The truck allowed us to explore further afield. On day two we drove north to the Pipeline Road, named after never-completed Second World War plans for an alternative oil supply in the event of an attack on the canal. Today this forest track is famed for its bird life. Our tally included soft-hooting trogons and motmots, which hid their finery among the shadows, and a pageant of hummingbirds – such gems as blue-throated goldentail and violet-crowned woodnymph – that zipped around the nectar feeders at the information centre with high-octane urgency.

On day three we ventured further still – to San Lorenzo National Park, on the Caribbean coast. There was no sign of the jaguars that reputedly haunt its forests, but we spied a tamandua – a tree-climbing anteater – that had descended to cross the road. Further along the trail, rubbery-nosed coatis snuffled through the leaf litter and a troop of white-faced capuchin monkeys crashed through the branches overhead, venting their outrage in a hail of sticks.

The humidity at the coast was stifling. Cameras fogged as we munched sandwiches among the ruins of 16th-century San Lorenzo Fort, built by the conquistadors to protect the gold route from Peru. But our return to the capital by air-conditioned tourist train, downing cold beers from the buffet car as swamp and forest rattled past the window, was a delight. The track wound alongside the Panama Canal, a miracle of engineering that claimed nearly 30,000 lives in its brutal construction and now ferries some 333?million tonnes of shipping between the Atlantic and Pacific every year. At Miraflores lock, the following day, we joined a gallery of spectators to watch one behemoth of a freighter inch through this narrowest of apertures. A soundtrack of relentless blasting from the museum downstairs conveyed some idea of what it had once taken to smash a 48-mile-long trench through the middle of a continent.

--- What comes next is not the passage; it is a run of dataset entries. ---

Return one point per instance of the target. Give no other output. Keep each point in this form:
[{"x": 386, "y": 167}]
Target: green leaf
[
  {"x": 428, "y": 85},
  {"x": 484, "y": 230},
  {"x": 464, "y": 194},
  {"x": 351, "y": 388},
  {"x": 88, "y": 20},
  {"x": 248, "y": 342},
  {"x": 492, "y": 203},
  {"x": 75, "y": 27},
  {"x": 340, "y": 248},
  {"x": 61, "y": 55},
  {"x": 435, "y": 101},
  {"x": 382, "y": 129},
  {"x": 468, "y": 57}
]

For Panama, the canal has brought untold economic riches. For us, it offered another convenient means of exploring the country’s natural treasures. Next day we boarded a small motor launch and, dodging the freighters, slipped off the main channel and into the less-trafficked backwaters of Gatun Lake. Here we found purple swamphens picking through flowering mats of water hyacinth, spotted the goggle eyes of an otherwise submerged cayman and watched a boa constrictor uncoil its gleaming length along the muscular limbs of an overhanging fig tree.

 

America’s military are long gone but the US influence in Panama lingers: not least at Isla Barro Colorado, an island in the canal that has hosted a Smithsonian research project since 1923 and today lays a claim to being the most intensively studied tract of rainforest in the world. Delivered by speedboat into the hands of the reserve’s guides, we spent a morning wandering the trails, finding everything from red-eyed tree frogs to a long-limbed family of spider monkeys. We learnt that the island’s 5,400 hectares protected some 1,369 species of flowering plant, 110 mammals and 335 birds.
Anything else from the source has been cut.